Abstract
One of the difficulties in carrying out surgical compressive therapy for various lung diseases is that in some individuals the mediastinal contents are so little stabilized that such procedures as artificial pneumothorax and theracoplasty merely result in crowding the affected lung over into the opposite side of the chest instead of producing the desired compression of pulmonary cavities. The theoretical considerations, together with the demonstration of the importance of having a fixed mediastinum in such conditions, upon which is based the modern treatment of acute empyema have been described by Graham.

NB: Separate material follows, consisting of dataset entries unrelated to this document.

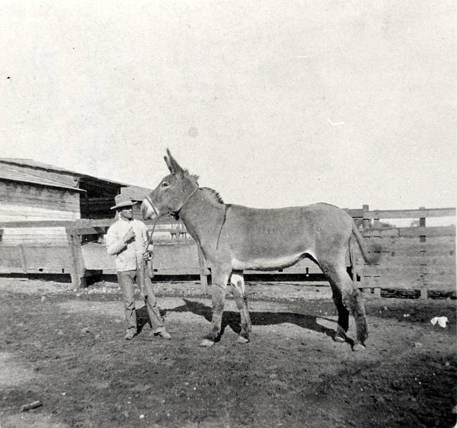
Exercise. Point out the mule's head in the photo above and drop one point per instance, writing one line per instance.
(172, 192)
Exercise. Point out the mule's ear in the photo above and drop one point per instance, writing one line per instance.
(172, 164)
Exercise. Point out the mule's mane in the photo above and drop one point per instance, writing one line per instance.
(214, 196)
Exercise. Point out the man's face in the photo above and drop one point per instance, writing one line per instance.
(127, 213)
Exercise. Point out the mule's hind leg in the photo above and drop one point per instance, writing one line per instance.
(239, 294)
(351, 298)
(343, 313)
(218, 290)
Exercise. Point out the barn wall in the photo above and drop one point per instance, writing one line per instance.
(26, 202)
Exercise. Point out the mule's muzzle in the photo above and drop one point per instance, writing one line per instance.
(147, 210)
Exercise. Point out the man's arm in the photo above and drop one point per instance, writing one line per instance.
(116, 244)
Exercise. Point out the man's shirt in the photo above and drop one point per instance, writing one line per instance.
(128, 256)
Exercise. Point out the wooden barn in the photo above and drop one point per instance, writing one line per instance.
(34, 191)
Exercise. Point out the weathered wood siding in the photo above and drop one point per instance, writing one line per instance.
(26, 202)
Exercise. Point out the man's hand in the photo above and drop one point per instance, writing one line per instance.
(129, 236)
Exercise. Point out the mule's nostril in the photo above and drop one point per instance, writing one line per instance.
(144, 210)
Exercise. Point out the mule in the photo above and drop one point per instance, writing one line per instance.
(233, 238)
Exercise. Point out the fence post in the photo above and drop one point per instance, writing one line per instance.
(422, 238)
(203, 270)
(77, 270)
(23, 258)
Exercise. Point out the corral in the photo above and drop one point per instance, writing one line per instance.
(62, 344)
(65, 349)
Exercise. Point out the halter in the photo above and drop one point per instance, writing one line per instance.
(175, 213)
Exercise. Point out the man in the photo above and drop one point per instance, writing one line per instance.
(127, 239)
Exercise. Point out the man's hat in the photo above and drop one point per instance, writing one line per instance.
(122, 201)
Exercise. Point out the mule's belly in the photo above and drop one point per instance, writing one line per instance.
(270, 262)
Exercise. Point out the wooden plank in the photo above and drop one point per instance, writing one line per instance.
(11, 259)
(47, 259)
(410, 232)
(23, 258)
(436, 231)
(428, 212)
(391, 269)
(38, 223)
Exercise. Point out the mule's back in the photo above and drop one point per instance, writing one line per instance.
(269, 233)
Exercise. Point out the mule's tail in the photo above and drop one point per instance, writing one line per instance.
(370, 255)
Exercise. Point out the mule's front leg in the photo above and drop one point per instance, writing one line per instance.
(218, 291)
(239, 294)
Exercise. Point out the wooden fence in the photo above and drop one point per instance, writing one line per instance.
(415, 258)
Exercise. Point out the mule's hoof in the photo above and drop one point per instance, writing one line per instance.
(206, 343)
(358, 347)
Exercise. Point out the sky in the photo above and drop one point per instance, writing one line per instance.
(271, 103)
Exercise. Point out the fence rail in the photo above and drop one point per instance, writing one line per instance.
(417, 257)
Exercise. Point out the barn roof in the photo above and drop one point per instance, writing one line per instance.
(29, 170)
(12, 172)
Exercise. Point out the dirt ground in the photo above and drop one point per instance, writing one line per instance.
(66, 349)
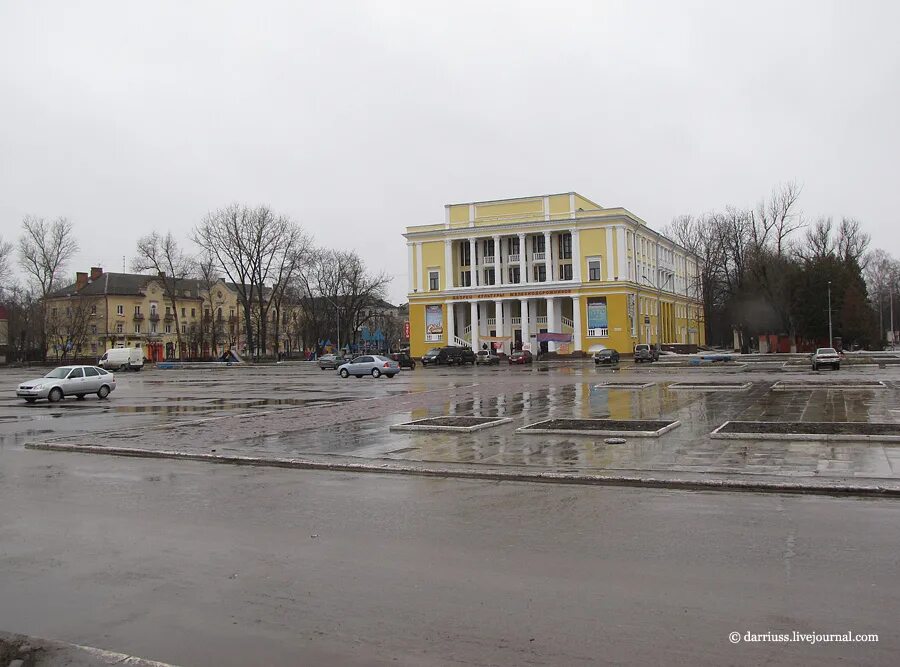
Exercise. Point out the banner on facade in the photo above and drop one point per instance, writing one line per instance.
(554, 338)
(434, 323)
(597, 315)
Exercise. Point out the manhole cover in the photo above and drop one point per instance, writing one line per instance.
(809, 431)
(837, 385)
(455, 423)
(711, 386)
(641, 428)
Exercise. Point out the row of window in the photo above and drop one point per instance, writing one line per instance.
(538, 244)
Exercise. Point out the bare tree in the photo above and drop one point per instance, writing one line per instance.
(44, 250)
(254, 247)
(172, 266)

The method producing fixation must be innocuous, i. e., should not produce “Pick's syndrome” of adhesive mediastino-pericarditis, and furthermore the duration of the various types of fixation should be of differing degree.
The anterior mediastinal space of rabbits is potentially large with ready extension to the anterior portion of the superior mediastinum. This space accommodates 15 cc. of fluid. Roentgenograms of injections of this space with radiopaque fluids demonstrate the feasibility of filling this space with fluid substances which either by action as mechanical barriers or by evocation of a benign, slowly progressive, productive inflammation would secure fixation of the mediastinum in the mid-line sufficient to resist large alterations of intrapleural pressure.
The standard of control was the shift of the mediastinum (adult rabbits) in response to 20 cc. of air introduced into the left pleural cavity. Uniformly in the 6 control animals such a pneumothorax succeeded in shifting the mediastinum far over to the right so that the left cardiac border coincided on the roentgenograms with the left margin of the vertebral column.